Thursday, December 29, 2016

Philadelphia revives Commission on Asian American Affairs

Violence against Asian/Americans in Philadelphia sparked protests last October.
A SPATE of burglaries against Asian/American businesses and acknowledgement of an strategy to attract more high-tech firms has prompted Philadelphia's mayor to revive the Commission on Asian American Affairs.

"We're about 6 percent of the population here," said John Chin, executive director of Philadelphia Chinatown Development Corp. and chairman of the new committee. "So I guess, if we're out of sight, sometimes we're out of mind. And I want to change that dynamic."

Mayor Jim Kenney said the panel's goal is to advise him on issues and policies pertinent to that community. That includes exploring ways to expand jobs for Asians in the city.

The new committee has 25 members and will be housed within the Mayor's Office of Public Engagement.
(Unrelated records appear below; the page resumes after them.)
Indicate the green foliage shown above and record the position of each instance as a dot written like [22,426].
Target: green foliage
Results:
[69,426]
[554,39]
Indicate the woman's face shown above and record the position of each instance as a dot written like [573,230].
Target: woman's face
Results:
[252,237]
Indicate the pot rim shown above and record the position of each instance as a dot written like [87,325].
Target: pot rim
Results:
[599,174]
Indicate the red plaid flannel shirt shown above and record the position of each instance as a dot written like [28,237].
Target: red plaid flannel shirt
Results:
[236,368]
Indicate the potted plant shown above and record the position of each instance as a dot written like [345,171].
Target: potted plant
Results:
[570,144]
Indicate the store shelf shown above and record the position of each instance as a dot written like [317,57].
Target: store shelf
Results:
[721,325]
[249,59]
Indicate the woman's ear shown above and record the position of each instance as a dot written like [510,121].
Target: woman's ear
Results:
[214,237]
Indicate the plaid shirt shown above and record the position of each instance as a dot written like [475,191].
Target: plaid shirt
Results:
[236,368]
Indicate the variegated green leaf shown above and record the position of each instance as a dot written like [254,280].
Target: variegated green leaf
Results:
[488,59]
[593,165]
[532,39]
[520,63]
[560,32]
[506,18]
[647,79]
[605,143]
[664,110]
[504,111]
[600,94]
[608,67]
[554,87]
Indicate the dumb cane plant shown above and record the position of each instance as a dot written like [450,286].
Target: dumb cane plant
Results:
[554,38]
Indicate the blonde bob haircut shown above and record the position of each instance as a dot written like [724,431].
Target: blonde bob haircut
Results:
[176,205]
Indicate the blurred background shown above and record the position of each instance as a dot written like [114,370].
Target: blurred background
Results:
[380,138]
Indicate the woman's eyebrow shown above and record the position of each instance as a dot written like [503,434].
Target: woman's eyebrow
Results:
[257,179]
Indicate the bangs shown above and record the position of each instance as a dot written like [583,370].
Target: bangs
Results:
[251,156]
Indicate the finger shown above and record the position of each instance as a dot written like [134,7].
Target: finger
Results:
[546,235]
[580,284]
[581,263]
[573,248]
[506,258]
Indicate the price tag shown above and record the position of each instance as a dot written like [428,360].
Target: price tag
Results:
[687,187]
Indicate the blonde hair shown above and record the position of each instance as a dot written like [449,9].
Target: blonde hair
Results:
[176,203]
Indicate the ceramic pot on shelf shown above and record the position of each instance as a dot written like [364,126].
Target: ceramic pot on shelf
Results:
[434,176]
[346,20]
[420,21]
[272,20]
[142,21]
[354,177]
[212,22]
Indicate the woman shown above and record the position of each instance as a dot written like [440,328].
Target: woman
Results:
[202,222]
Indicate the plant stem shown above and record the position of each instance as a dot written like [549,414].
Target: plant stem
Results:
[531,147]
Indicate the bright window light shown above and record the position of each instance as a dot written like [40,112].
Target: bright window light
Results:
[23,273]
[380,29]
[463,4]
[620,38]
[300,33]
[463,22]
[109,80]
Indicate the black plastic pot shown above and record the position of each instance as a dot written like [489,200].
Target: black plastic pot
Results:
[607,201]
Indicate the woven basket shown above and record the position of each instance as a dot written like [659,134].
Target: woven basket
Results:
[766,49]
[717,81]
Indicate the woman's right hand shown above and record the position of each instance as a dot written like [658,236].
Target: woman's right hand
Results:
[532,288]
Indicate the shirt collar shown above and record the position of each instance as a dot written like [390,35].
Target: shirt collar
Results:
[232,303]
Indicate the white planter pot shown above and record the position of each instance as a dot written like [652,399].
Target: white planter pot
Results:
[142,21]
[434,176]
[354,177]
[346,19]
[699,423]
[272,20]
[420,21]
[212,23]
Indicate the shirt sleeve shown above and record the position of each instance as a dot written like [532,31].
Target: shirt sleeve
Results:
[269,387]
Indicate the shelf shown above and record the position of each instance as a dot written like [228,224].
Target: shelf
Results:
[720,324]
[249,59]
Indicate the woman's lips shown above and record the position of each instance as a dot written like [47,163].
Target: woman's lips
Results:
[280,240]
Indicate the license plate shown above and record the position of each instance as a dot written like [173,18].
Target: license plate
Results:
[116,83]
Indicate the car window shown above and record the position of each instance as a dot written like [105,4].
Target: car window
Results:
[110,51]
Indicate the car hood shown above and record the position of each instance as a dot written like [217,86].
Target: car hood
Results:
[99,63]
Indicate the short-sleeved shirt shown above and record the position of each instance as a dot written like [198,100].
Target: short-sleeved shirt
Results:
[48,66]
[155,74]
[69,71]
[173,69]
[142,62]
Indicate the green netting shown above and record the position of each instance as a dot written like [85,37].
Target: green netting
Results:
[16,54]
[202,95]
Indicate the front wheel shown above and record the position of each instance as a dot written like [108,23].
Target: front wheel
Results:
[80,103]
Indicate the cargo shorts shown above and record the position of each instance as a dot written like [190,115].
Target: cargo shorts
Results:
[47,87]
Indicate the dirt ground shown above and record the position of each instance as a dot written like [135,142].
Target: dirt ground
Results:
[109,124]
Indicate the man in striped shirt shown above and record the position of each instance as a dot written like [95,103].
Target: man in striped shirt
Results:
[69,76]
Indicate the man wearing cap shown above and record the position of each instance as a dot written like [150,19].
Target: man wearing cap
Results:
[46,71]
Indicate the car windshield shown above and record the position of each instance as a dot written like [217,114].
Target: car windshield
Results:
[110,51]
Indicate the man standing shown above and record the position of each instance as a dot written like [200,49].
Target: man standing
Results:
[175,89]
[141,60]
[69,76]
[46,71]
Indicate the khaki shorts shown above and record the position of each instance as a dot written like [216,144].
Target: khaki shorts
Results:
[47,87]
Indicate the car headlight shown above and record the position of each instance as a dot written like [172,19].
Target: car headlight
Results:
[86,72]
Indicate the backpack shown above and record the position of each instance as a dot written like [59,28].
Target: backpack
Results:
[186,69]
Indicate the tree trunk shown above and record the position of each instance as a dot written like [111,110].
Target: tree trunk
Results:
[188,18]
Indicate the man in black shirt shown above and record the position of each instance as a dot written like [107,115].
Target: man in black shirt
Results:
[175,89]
Nina Ahmad, head of that office, in a statement said the commission would "play an important role as a conduit" between the community and government while making policy and program recommendations to Kenney.

The Commission was originally formed in 2009 under a former mayor but in recent years had grown inactive.

"Currently two industries that our city is known for — information technology and biotechnology — are seeing an increased need for a diverse workforce," Kenney said. "We can help them meet these needs while also setting our Asian/American communities up for success."

Chin called on professionals to join together to help their community. "We are in a new time with new challenges, and it behooves all of us to raise our expectations and do a little bit more," he said. "And we're going to find out what that little bit more is."

He brought attention to the recent series of burglaries and home invasions against Asian Americans.

The arrest last summer of two men suspected of robbing no fewer than 13 Asian businesses didn't  end of fear of crime targeting the community, said Chin.

“There’s even rap music about how easy Asian/American homes are as targets of burglaries.”

In October, about 700 people held a rally in Center City to decry violence against members of the Chinese/American community. "We cannot let people just use culture and language as an excuse for things not working," Chin said. "We actually have to come up with really creative solutions."

Chin said that will be an item on the Commission’s agenda and Kenney tied it to the Philadelphia's status as a sanctuary city, where law enforcement is not bound to report undocumented immigrants to federal agents.

“Making Philadelphia an arm of the federal immigration force will make it even worse because people will not come forward,” Kenney said.

Chin said the commission intends to hold a citywide meeting to gather input.